Re: [L4s-discuss] Thoughts on cost fairness metric

Hi Bob, list,

> On Jun 19, 2023, at 01:48, Bob Briscoe <in=40bobbriscoe.net@dmarc.ietf.org> wrote:
> 
> Sebastian,
> 
> Before responding to each point, yes, I agree that the marking algorithms have to mark 'fairly' and we have to agree how to do that and improve algorithms over time. But lack of perfection in the network doesn't stop the congestion-rate being a good metric for iperf to maintain while network marking algorithms are being improved.

	The question is IMHO not so much "perfection" or not, as I subscribe to the "good enough" school of problem solving, my question is which out of the simple to compute harm measures is the most suitable. I am not yet convinced that marking/dropping rate is "it", but it might well be good enough... 

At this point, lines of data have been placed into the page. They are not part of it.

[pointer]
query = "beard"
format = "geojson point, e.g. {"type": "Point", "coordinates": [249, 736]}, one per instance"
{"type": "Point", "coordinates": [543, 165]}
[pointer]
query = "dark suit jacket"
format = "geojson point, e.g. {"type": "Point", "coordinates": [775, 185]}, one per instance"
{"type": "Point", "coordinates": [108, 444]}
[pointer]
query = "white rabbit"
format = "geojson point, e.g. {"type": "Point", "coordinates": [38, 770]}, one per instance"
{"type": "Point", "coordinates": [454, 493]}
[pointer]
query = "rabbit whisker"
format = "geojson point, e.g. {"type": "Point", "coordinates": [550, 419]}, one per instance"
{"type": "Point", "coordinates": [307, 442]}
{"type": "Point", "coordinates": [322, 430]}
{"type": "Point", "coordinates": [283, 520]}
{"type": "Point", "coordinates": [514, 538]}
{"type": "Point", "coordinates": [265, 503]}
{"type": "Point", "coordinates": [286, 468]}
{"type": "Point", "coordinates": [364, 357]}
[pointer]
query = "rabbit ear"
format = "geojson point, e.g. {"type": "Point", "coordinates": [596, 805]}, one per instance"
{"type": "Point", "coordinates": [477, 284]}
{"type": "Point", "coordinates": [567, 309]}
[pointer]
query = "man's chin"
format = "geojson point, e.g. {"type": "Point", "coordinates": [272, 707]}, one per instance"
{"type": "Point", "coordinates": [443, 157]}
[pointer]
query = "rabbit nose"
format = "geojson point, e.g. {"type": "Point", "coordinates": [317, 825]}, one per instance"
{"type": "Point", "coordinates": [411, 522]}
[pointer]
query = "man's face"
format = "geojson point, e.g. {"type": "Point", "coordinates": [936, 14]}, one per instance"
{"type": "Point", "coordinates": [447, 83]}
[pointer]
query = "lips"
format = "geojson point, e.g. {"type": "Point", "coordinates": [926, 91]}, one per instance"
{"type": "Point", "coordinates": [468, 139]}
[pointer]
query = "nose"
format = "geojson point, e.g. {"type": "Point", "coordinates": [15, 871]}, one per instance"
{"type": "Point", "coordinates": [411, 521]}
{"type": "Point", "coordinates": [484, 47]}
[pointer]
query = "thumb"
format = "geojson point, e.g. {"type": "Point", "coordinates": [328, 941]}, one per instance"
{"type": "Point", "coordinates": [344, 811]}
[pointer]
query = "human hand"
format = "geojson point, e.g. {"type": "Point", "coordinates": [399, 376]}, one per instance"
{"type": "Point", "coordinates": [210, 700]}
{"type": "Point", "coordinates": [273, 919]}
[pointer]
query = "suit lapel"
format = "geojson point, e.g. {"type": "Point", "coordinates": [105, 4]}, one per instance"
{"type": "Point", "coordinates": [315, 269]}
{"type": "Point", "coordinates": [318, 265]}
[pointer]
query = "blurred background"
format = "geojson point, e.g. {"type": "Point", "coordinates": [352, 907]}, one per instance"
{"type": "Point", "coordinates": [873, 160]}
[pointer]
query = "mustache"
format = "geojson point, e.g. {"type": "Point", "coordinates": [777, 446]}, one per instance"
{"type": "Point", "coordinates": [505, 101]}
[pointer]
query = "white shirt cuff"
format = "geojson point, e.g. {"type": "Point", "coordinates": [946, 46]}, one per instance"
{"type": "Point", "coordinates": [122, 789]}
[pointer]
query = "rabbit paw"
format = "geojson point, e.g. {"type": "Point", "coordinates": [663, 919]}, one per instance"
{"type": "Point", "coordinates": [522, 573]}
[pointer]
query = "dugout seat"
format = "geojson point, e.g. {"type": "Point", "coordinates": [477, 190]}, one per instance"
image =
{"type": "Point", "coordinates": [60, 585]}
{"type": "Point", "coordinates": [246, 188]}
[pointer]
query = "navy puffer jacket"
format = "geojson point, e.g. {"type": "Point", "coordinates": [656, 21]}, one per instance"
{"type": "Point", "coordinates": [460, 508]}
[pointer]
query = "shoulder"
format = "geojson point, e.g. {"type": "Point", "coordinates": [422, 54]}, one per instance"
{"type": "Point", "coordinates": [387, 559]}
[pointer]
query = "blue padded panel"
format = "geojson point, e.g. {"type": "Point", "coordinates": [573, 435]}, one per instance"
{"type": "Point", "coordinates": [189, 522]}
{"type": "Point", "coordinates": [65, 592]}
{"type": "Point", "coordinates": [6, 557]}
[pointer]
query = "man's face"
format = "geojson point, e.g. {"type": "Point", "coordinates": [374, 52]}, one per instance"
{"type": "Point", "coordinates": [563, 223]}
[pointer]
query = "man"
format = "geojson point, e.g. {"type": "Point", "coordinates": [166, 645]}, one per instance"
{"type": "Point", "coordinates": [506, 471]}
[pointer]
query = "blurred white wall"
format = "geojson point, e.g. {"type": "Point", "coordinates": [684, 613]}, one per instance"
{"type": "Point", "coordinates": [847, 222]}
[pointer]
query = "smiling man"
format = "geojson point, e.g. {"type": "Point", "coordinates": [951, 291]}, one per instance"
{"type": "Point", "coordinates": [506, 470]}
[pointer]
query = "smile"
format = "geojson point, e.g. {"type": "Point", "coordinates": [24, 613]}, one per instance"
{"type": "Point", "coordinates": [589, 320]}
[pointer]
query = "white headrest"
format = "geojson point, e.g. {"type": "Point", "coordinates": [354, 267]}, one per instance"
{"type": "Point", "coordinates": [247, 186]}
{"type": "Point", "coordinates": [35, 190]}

> And if anyone quotes iperf harm metrics without knowing or defining the marking algorithm in use, then others would be right to question the validity of their results.

	Honestly, I would prefer a harm metric that is independent of details as much as possible, as is this metric seems not well suited to e.g. compare L4S' two queues with each other... (the L-queue generally using a higher marking rate)...

> 
> Now pls see [BB] inline
> 
> On 18/06/2023 11:33, Sebastian Moeller wrote:
>> Hi List,
>> 
>> 
>>> On Jun 16, 2023, at 23:15, Bob Briscoe <in=40bobbriscoe.net@dmarc.ietf.org> wrote:
>>> 
>>> Bob
>>> 
>>> That would actually be v useful as a harm metric. For the list, it's essentially the bit rate, but measuring only those packets that are ECN-marked [in units of marked-b/s].
>> 	This primarily seems to show how much harm the flow suffered from the AQM, not how much it actually caused. Granted there is some correlation between the two, but no hard causality... Now, if the AQM sits behind a min/max flow queuing scheduler the correlation will be harder and if it sits behind a single queue "scheduler" it will be weaker (especially if the AQM on that single queue is not looking at a packets actual sojourn time, but at the estimated sojourn time of a virtual packet enqueued at dequeue time, so how much queue a newly added packet will have to wait behind). As far as I understand that is what L4S recommends for dual queue AQMs, and in that case the "harm" can be caused by a later burst (e.g. from a badly-paced flow) but assigned to a perfectly well behaving low rate flow.
>> 	That is IMHO sub-optimal :
>> a) once congestion hits the best an AQM can do is mark a packet of the most contributing flow not the one that has happen to have a packet at the head of the queue
>> b) this clearly assigns blame to the wrong flow
> 
> [BB] What you say at '(a)' sounds as if you are considering all the marking being done at just one point in time. An algorithm that statistically decides whether to mark each packet as it becomes the head packet should be able to produce an outcome where packets from the flow contributing most to congestion are marked more. So I don't see any basis for what you've said at '(a)'.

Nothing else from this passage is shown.